Папыхайло стоял, разглядывал странную троицу, вытирая пенные брызги с лица.

– Да тож не закат, а рассвет, если на рассвете стирать, то быть ему капралом, – поправил свинью казак.

– Чего вы мелите, портки-то не его, он же капитан, – встрял кот.

– Ты кому, Семён, штаны стираешь? – спросили у Папыхайло в один голос все трое.

– Как кому? – ответил тот. – Известно кому, министру. Я подаренный им наградной пистолет потерял, вот ему брюки постираю, а он мне за это новый выдаст.

– Да ты что, не слышал? Вчера указ вышел: за утерянное наградное оружие расстрел, – произнёс кот, вытянув из папки лист бумаги и протягивая его капитану. – На вот, почитай.
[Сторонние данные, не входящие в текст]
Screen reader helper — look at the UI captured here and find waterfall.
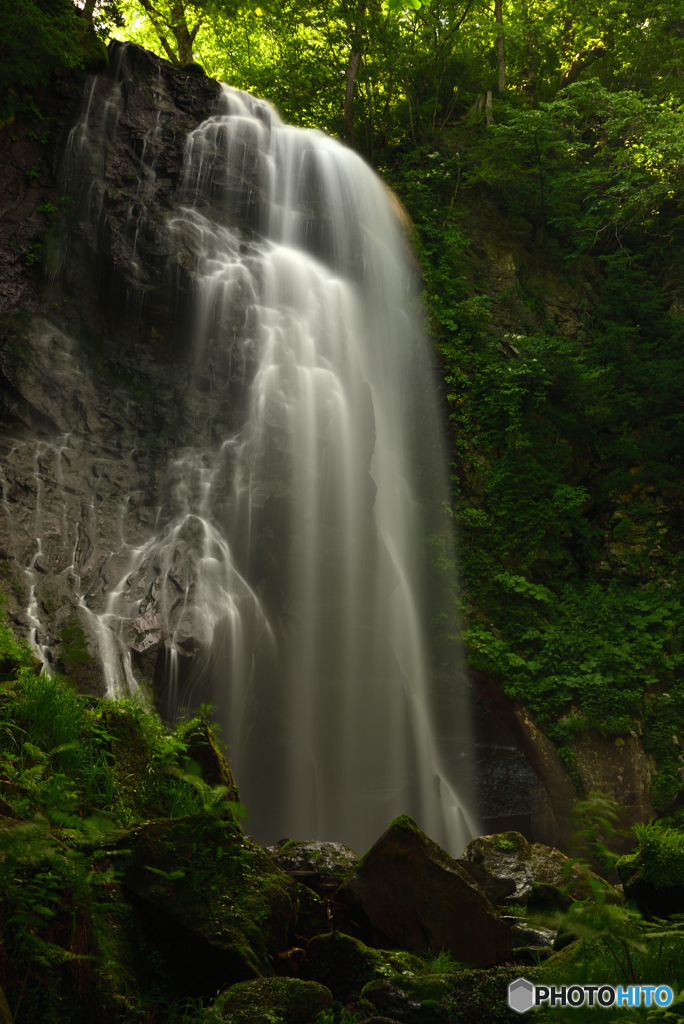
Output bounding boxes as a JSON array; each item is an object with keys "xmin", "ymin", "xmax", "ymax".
[{"xmin": 63, "ymin": 61, "xmax": 477, "ymax": 854}]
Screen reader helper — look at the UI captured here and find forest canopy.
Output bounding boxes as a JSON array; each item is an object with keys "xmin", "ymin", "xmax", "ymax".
[{"xmin": 0, "ymin": 0, "xmax": 684, "ymax": 820}]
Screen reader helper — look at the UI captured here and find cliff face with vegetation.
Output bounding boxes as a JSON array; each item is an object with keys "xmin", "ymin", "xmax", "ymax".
[{"xmin": 0, "ymin": 4, "xmax": 684, "ymax": 845}]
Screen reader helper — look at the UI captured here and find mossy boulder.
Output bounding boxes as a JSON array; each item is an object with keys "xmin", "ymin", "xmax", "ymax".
[
  {"xmin": 176, "ymin": 718, "xmax": 240, "ymax": 803},
  {"xmin": 126, "ymin": 813, "xmax": 297, "ymax": 996},
  {"xmin": 336, "ymin": 814, "xmax": 511, "ymax": 967},
  {"xmin": 360, "ymin": 965, "xmax": 538, "ymax": 1024},
  {"xmin": 293, "ymin": 882, "xmax": 331, "ymax": 942},
  {"xmin": 459, "ymin": 831, "xmax": 619, "ymax": 904},
  {"xmin": 616, "ymin": 822, "xmax": 684, "ymax": 918},
  {"xmin": 207, "ymin": 978, "xmax": 333, "ymax": 1024},
  {"xmin": 305, "ymin": 932, "xmax": 379, "ymax": 1001}
]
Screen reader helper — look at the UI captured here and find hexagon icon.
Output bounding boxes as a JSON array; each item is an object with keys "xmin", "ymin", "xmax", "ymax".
[{"xmin": 508, "ymin": 978, "xmax": 535, "ymax": 1014}]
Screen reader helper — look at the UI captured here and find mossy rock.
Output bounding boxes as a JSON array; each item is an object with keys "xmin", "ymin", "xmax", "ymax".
[
  {"xmin": 361, "ymin": 964, "xmax": 539, "ymax": 1024},
  {"xmin": 176, "ymin": 718, "xmax": 240, "ymax": 803},
  {"xmin": 336, "ymin": 814, "xmax": 511, "ymax": 967},
  {"xmin": 459, "ymin": 831, "xmax": 619, "ymax": 904},
  {"xmin": 616, "ymin": 822, "xmax": 684, "ymax": 918},
  {"xmin": 294, "ymin": 882, "xmax": 330, "ymax": 942},
  {"xmin": 208, "ymin": 978, "xmax": 333, "ymax": 1024},
  {"xmin": 126, "ymin": 813, "xmax": 297, "ymax": 996}
]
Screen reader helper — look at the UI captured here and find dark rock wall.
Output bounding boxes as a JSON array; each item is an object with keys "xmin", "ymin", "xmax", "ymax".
[{"xmin": 0, "ymin": 44, "xmax": 243, "ymax": 690}]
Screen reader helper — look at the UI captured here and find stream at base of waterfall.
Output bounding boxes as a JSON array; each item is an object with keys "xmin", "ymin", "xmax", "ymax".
[{"xmin": 17, "ymin": 66, "xmax": 478, "ymax": 855}]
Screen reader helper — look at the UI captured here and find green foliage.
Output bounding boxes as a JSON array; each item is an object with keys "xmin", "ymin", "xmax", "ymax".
[
  {"xmin": 0, "ymin": 598, "xmax": 239, "ymax": 1024},
  {"xmin": 634, "ymin": 821, "xmax": 684, "ymax": 889}
]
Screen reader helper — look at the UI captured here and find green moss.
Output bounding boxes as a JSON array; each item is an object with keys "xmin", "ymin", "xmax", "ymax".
[
  {"xmin": 206, "ymin": 978, "xmax": 333, "ymax": 1024},
  {"xmin": 617, "ymin": 821, "xmax": 684, "ymax": 889},
  {"xmin": 306, "ymin": 931, "xmax": 382, "ymax": 1001},
  {"xmin": 126, "ymin": 813, "xmax": 297, "ymax": 977}
]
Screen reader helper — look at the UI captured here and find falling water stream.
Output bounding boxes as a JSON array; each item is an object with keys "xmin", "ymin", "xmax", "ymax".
[{"xmin": 54, "ymin": 66, "xmax": 477, "ymax": 854}]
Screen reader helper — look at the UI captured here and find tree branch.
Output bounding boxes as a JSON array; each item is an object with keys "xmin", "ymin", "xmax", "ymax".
[
  {"xmin": 558, "ymin": 46, "xmax": 608, "ymax": 92},
  {"xmin": 139, "ymin": 0, "xmax": 180, "ymax": 67}
]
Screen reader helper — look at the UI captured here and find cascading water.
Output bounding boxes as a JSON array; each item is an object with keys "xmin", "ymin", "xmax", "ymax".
[{"xmin": 58, "ymin": 56, "xmax": 477, "ymax": 854}]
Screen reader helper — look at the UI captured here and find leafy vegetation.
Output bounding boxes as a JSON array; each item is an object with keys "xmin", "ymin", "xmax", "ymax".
[{"xmin": 0, "ymin": 610, "xmax": 244, "ymax": 1024}]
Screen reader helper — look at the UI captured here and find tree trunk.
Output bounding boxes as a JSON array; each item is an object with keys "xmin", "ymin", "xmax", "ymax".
[
  {"xmin": 522, "ymin": 0, "xmax": 539, "ymax": 103},
  {"xmin": 494, "ymin": 0, "xmax": 506, "ymax": 96},
  {"xmin": 171, "ymin": 0, "xmax": 193, "ymax": 66},
  {"xmin": 344, "ymin": 50, "xmax": 361, "ymax": 141}
]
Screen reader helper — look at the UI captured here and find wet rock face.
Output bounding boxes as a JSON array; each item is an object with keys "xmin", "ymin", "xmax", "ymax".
[
  {"xmin": 267, "ymin": 840, "xmax": 359, "ymax": 896},
  {"xmin": 459, "ymin": 831, "xmax": 616, "ymax": 904},
  {"xmin": 336, "ymin": 815, "xmax": 511, "ymax": 967}
]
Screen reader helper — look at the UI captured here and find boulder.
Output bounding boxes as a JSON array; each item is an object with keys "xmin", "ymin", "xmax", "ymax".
[
  {"xmin": 362, "ymin": 978, "xmax": 448, "ymax": 1024},
  {"xmin": 176, "ymin": 718, "xmax": 240, "ymax": 803},
  {"xmin": 286, "ymin": 872, "xmax": 332, "ymax": 944},
  {"xmin": 267, "ymin": 839, "xmax": 359, "ymax": 896},
  {"xmin": 125, "ymin": 813, "xmax": 297, "ymax": 997},
  {"xmin": 304, "ymin": 932, "xmax": 380, "ymax": 1002},
  {"xmin": 336, "ymin": 814, "xmax": 511, "ymax": 967},
  {"xmin": 207, "ymin": 978, "xmax": 333, "ymax": 1024},
  {"xmin": 459, "ymin": 831, "xmax": 617, "ymax": 904},
  {"xmin": 616, "ymin": 823, "xmax": 684, "ymax": 918}
]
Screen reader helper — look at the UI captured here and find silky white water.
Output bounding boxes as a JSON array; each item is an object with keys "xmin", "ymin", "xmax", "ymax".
[{"xmin": 62, "ymin": 74, "xmax": 477, "ymax": 854}]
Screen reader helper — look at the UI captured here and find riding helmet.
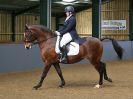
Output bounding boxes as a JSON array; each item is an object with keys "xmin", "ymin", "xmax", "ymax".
[{"xmin": 65, "ymin": 6, "xmax": 75, "ymax": 13}]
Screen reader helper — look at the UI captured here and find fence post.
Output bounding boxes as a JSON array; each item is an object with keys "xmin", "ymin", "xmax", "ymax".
[{"xmin": 11, "ymin": 12, "xmax": 16, "ymax": 42}]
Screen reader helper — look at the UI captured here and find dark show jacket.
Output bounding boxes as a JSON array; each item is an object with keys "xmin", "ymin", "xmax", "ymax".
[{"xmin": 58, "ymin": 15, "xmax": 78, "ymax": 39}]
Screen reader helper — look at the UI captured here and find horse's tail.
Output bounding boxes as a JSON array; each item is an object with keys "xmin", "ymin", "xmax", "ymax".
[{"xmin": 100, "ymin": 38, "xmax": 123, "ymax": 59}]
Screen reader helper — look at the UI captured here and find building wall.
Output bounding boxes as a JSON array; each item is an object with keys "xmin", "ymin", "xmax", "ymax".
[
  {"xmin": 76, "ymin": 0, "xmax": 129, "ymax": 40},
  {"xmin": 0, "ymin": 41, "xmax": 133, "ymax": 73},
  {"xmin": 0, "ymin": 11, "xmax": 56, "ymax": 42}
]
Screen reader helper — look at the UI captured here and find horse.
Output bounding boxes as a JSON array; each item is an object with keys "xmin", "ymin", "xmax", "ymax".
[{"xmin": 24, "ymin": 25, "xmax": 123, "ymax": 90}]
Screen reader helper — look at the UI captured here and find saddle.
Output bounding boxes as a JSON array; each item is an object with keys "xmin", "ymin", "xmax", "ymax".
[{"xmin": 63, "ymin": 37, "xmax": 86, "ymax": 56}]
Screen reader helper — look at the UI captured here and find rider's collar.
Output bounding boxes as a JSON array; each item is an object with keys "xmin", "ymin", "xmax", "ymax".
[{"xmin": 65, "ymin": 14, "xmax": 72, "ymax": 22}]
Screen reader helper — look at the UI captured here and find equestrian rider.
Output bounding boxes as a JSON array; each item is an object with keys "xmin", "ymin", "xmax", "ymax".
[{"xmin": 55, "ymin": 6, "xmax": 78, "ymax": 62}]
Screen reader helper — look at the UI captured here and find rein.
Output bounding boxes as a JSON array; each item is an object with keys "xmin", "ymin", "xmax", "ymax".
[{"xmin": 29, "ymin": 36, "xmax": 55, "ymax": 45}]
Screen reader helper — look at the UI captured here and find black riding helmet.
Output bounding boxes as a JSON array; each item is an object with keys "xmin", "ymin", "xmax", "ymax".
[{"xmin": 64, "ymin": 6, "xmax": 75, "ymax": 13}]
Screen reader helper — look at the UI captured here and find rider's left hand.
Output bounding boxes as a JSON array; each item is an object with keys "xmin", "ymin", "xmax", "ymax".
[{"xmin": 55, "ymin": 31, "xmax": 60, "ymax": 36}]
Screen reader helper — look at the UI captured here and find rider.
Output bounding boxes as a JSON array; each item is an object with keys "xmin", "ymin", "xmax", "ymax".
[{"xmin": 55, "ymin": 6, "xmax": 78, "ymax": 62}]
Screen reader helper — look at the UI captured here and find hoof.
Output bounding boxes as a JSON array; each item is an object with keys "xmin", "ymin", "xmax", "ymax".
[
  {"xmin": 94, "ymin": 84, "xmax": 101, "ymax": 88},
  {"xmin": 107, "ymin": 78, "xmax": 113, "ymax": 82},
  {"xmin": 33, "ymin": 85, "xmax": 41, "ymax": 90},
  {"xmin": 59, "ymin": 82, "xmax": 65, "ymax": 88}
]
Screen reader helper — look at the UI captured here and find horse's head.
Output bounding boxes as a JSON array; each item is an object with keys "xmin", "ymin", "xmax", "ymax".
[{"xmin": 24, "ymin": 24, "xmax": 37, "ymax": 49}]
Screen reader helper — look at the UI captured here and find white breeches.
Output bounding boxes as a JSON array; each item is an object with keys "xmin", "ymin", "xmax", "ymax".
[
  {"xmin": 60, "ymin": 33, "xmax": 72, "ymax": 47},
  {"xmin": 55, "ymin": 33, "xmax": 72, "ymax": 54}
]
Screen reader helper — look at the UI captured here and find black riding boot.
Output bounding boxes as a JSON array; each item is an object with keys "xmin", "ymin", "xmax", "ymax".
[{"xmin": 60, "ymin": 45, "xmax": 67, "ymax": 63}]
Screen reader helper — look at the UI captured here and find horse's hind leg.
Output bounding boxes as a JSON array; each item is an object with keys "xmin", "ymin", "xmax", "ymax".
[
  {"xmin": 94, "ymin": 62, "xmax": 112, "ymax": 88},
  {"xmin": 100, "ymin": 62, "xmax": 112, "ymax": 82},
  {"xmin": 53, "ymin": 63, "xmax": 65, "ymax": 87},
  {"xmin": 33, "ymin": 65, "xmax": 51, "ymax": 90}
]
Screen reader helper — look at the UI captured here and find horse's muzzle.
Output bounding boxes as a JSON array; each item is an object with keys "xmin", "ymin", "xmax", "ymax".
[{"xmin": 24, "ymin": 44, "xmax": 31, "ymax": 49}]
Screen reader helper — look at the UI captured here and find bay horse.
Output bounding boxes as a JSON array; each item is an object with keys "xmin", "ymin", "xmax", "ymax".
[{"xmin": 24, "ymin": 25, "xmax": 123, "ymax": 90}]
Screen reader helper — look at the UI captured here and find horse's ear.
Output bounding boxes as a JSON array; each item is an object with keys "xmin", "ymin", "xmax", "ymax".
[{"xmin": 25, "ymin": 24, "xmax": 29, "ymax": 30}]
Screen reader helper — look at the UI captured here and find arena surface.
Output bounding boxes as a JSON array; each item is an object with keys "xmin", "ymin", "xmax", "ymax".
[{"xmin": 0, "ymin": 60, "xmax": 133, "ymax": 99}]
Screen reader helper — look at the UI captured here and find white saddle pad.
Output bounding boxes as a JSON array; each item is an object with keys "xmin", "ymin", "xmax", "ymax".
[{"xmin": 67, "ymin": 42, "xmax": 79, "ymax": 56}]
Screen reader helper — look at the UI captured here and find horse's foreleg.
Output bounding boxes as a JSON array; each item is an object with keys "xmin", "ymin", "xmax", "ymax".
[
  {"xmin": 53, "ymin": 63, "xmax": 65, "ymax": 87},
  {"xmin": 93, "ymin": 62, "xmax": 104, "ymax": 88},
  {"xmin": 33, "ymin": 65, "xmax": 51, "ymax": 90},
  {"xmin": 101, "ymin": 62, "xmax": 112, "ymax": 82}
]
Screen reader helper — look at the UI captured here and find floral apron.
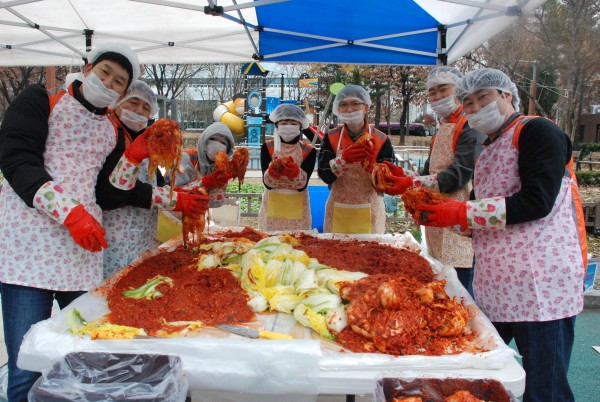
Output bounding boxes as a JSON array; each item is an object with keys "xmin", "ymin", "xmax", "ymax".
[
  {"xmin": 258, "ymin": 143, "xmax": 312, "ymax": 231},
  {"xmin": 102, "ymin": 159, "xmax": 160, "ymax": 278},
  {"xmin": 323, "ymin": 126, "xmax": 385, "ymax": 234},
  {"xmin": 473, "ymin": 126, "xmax": 583, "ymax": 322},
  {"xmin": 0, "ymin": 94, "xmax": 116, "ymax": 291},
  {"xmin": 425, "ymin": 123, "xmax": 473, "ymax": 268}
]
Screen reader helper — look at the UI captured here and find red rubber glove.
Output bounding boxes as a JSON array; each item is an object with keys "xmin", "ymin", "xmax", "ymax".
[
  {"xmin": 383, "ymin": 161, "xmax": 406, "ymax": 177},
  {"xmin": 342, "ymin": 144, "xmax": 367, "ymax": 163},
  {"xmin": 173, "ymin": 191, "xmax": 210, "ymax": 218},
  {"xmin": 202, "ymin": 169, "xmax": 232, "ymax": 190},
  {"xmin": 384, "ymin": 174, "xmax": 413, "ymax": 195},
  {"xmin": 64, "ymin": 204, "xmax": 108, "ymax": 252},
  {"xmin": 417, "ymin": 199, "xmax": 468, "ymax": 230},
  {"xmin": 281, "ymin": 162, "xmax": 300, "ymax": 179},
  {"xmin": 123, "ymin": 130, "xmax": 150, "ymax": 165},
  {"xmin": 267, "ymin": 161, "xmax": 282, "ymax": 180}
]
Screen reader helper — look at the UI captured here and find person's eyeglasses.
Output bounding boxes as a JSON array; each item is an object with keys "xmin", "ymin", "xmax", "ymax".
[{"xmin": 338, "ymin": 102, "xmax": 364, "ymax": 112}]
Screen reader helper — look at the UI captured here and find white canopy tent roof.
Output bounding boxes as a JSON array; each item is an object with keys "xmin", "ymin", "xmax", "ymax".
[{"xmin": 0, "ymin": 0, "xmax": 545, "ymax": 66}]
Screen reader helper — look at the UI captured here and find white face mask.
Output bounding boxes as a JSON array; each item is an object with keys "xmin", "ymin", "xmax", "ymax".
[
  {"xmin": 119, "ymin": 108, "xmax": 148, "ymax": 132},
  {"xmin": 277, "ymin": 124, "xmax": 300, "ymax": 142},
  {"xmin": 467, "ymin": 98, "xmax": 508, "ymax": 134},
  {"xmin": 431, "ymin": 95, "xmax": 458, "ymax": 118},
  {"xmin": 206, "ymin": 140, "xmax": 227, "ymax": 161},
  {"xmin": 82, "ymin": 72, "xmax": 121, "ymax": 108},
  {"xmin": 338, "ymin": 110, "xmax": 365, "ymax": 126}
]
Семён взял листок и начал читать вслух: «Приказываю за утерю наградного пистолета приговорить капитана Папыхайло к десяти годам таёжного лесоповала, а за порчу генеральских брюк расстрелять насмерть три раза. Приговор безоговорочный и пересмотрению не подлежит. Министр труда, промышленности, внутренних и наружных дел».

Семён свернул лист треугольником, как письмо в войну, и отдал коту.

– За что расстрелять? Я же ничего не портил.

– Как же не портил, а кто лампасы оторвал?

Папыхайло вынул из корыта на вытянутых руках брюки, с которых тут же отслоились красные полоски. Он взглянул на кота обнадёживающим взглядом:

– Мужики, может, вы меня возьмёте с собой в Казань? А я там где-нибудь затеряюсь среди татарского меджлиса. Я же потомственный татарин.

– Слушай, Сёма, ты на себя в зеркало-то взгляни. На твоём лице самостийна Украина светится, ты же всю жизнь тильки сало ел, – обратился к нему казак.

– Ха-ха-ха, мы горилку ели с салом, только сала было мало, – захихикала свинья.

– Так тож я по батьке хохол, а по матери татарского роду племени. Мои предки самому Тамерлану служили.

– Велико служение, паланкин таскать да гарем охранять, – отозвался кот. – Что, жить хочется? Ещё раз узнаю, что оружие где ни попадя разбрасываешь, не сносить тебе головы. Под подушкой твой пистолет. Хорош уже дрыхнуть, иди жди гостей.

Семён бросил брюки в корыто, надел лапти и, перешагнув через ручей с головастиками, удалился в камыши.


– Ну и приснится же такое, – сказал он себе, открыв глаза.

Взгляд упал на паутину в углу. Паук дождался очередную жертву и сейчас подбирался к ней, потирая передние лапки в предвкушении обеда. Жертва в виде мухи одной рукой показывала фигу, а в другой держала маузер. Семёну на секунду показалась, что он даже разглядел у неё кошачью морду. Он закрыл глаза, помотал головой и, открыв снова, взглянул в угол, где была паутина. Мухи там уже не было, как, впрочем, и самой паутины, а паук забился в угол и потирал свой фашистский крест.